Bryan Turriff and Ajay Shekar

Faced with exploding telemetry volumes and soaring tool costs, security and DevOps teams have had to make tough tradeoffs: reduce what you ingest, or risk drowning in data–but that can introduce blind spots and slow critical incident detection. Observo AI’s data pipeline helps solve that by giving teams powerful ways to filter, enrich, and route logs in real time—optimizing what goes into platforms like SIEM, log analytics, and APM tools.

But what about the data you don’t send?

Whether you're holding data for compliance, need to run an investigation on older events, or want to analyze trends across time, Observo Query gives you direct access to archived telemetry—without rehydrating petabytes just to find the single event you need.
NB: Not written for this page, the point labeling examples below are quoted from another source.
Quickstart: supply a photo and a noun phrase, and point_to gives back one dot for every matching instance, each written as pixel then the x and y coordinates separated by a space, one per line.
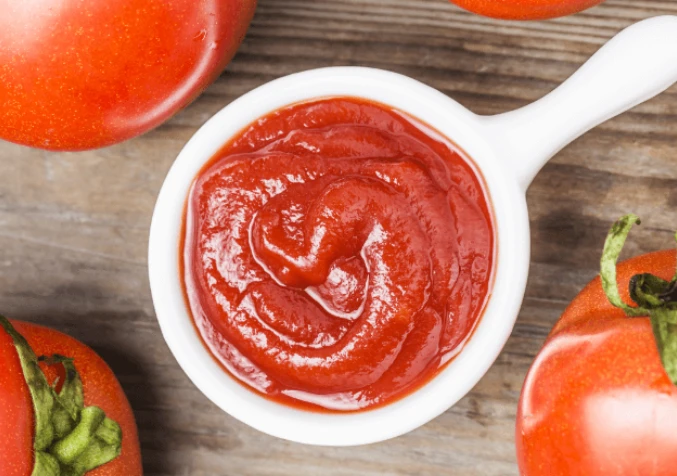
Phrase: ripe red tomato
pixel 526 9
pixel 17 411
pixel 82 74
pixel 597 400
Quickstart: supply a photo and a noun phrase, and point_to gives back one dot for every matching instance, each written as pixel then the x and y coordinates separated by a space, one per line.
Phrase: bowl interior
pixel 510 222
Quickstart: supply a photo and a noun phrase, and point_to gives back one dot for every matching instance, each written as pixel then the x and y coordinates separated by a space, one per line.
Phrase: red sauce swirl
pixel 337 254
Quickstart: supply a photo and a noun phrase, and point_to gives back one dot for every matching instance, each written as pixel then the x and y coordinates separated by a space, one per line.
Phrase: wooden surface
pixel 74 227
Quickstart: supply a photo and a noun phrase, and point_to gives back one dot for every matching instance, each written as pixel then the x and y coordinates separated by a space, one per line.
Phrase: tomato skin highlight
pixel 101 389
pixel 16 413
pixel 597 400
pixel 79 74
pixel 526 9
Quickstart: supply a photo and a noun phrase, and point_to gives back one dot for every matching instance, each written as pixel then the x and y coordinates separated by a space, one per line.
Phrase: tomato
pixel 82 74
pixel 18 414
pixel 526 9
pixel 597 400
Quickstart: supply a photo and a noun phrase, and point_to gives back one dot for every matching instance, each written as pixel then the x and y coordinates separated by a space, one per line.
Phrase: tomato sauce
pixel 337 254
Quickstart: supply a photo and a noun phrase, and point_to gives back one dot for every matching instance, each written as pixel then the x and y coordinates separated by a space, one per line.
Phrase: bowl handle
pixel 636 65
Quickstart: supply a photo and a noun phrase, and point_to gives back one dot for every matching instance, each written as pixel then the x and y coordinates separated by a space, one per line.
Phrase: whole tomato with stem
pixel 62 411
pixel 526 9
pixel 600 399
pixel 83 74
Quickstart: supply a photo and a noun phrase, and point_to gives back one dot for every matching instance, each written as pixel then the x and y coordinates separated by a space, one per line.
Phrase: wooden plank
pixel 73 227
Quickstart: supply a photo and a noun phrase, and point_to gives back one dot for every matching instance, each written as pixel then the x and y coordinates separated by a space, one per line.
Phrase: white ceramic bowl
pixel 508 150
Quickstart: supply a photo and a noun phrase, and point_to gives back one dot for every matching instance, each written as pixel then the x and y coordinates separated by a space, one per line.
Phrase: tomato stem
pixel 654 297
pixel 70 439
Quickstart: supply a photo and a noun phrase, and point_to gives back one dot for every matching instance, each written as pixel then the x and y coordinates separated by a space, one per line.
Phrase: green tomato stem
pixel 70 439
pixel 655 297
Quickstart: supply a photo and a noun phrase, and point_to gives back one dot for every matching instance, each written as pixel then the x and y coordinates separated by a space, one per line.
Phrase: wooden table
pixel 74 227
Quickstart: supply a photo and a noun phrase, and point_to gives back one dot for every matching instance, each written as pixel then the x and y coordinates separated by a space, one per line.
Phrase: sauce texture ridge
pixel 337 254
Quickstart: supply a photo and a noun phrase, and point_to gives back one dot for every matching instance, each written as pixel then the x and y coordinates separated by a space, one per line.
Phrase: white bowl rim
pixel 511 266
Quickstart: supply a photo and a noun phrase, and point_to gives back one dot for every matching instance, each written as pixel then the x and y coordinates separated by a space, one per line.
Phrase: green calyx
pixel 70 439
pixel 654 297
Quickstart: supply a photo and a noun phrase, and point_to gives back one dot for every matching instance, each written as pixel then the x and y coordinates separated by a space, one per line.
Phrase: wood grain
pixel 74 227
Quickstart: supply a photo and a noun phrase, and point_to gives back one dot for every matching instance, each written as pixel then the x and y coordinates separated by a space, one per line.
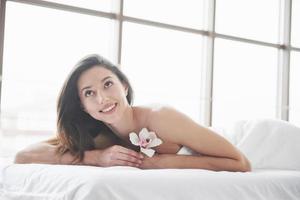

This blog explores how Observo Query bridges cost-efficient data reduction with deep historical search—and where we’re taking the product next. UPDATE: This blog has been updated with a section on Observo Orion, our Agentic AI Data Engineer, which was released earlier this year.

‍

Rethinking Retention: Archive First, Search When You Need It

Many teams look to filter telemetry before forwarding it to tools like Splunk, Elasticsearch, or Datadog to control costs. But without a reliable way to archive that data, they risk falling short of data retention policies and industry standards—or losing access to valuable context for future investigations.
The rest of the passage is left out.